La sécurité publique
À Yaoundé, avec
une capacité énergétique ne permettant pas de consacrer une partie de
l’électricité à l’éclairage public, la municipalité s’est elle aussi mise au
solaire. Son objectif, combattre l’insécurité qui prolifère dans la ville grâce
à l’obscurité. Depuis 2013, plusieurs projets d’électrification urbaine au
solaire ont été amorcés, à l’instar de celui mené en partenariat avec l’entreprise
technologique chinoise Huawei, sur la route qui mène à l’université de Yaoundé
2 Soa, célèbre pour ses accidents nocturnes mortels. Le déploiement de ces
équipements est en cours. Dans certaines zones obscures et dangereuses comme le
monument de la Réunification, situé vers l’Assemblée National, ou encore vers
l’Ecole Nationale Supérieure des Poste, la Communauté urbaine a aussi déployé
des lampadaires solaires. Ces appareils fonctionnent automatiquement selon une
horloge qui les allume dès le jour tombé et les éteint à l’aube. Lorsqu’il y a
coupure d’électricité, leur lumière apporte un certain réconfort aux populations.

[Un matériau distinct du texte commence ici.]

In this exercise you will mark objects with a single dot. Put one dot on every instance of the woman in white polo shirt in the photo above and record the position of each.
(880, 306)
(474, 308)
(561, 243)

L’initiative devrait se prolonger dans les quartiers.
Gagner de l’argent
Au-delà de l’éclairage.
Le solaire peut aussi être générateur de revenu, certes modestes. C’est ce qu’on démontré deux jeunes
adolescents du village Mindimi Oveng, dans la région du Sud. Pour gagner un peu
d’argent pendant la période des vacances scolaires passées chez leurs
grands-parents, ils ont eu l’idée d’offrir des services de recharge de batterie
pour mobile aux habitants du hameau et des villages voisins. Grâce à la lampe
solaire qu’ils ont emportée avec eux, et son cordon de recharge de téléphone
portable doté de cinq prises pour mobile, ils ont pu gagner et mettre un peu
d’argent de côté pour la nouvelle rentrée scolaire prévue le 8 septembre
prochain. 100 FCFA le prix d’une recharge. En quittant leurs grands-parents,
ils comptent leur laisser la lampe solaire en cadeau. Elle leur permettra
de ne plus dépenser de l’argent pour acheter du pétrole destiné à leur vieille
lampe tempête. Elle leur apportera aussi un peu de sous.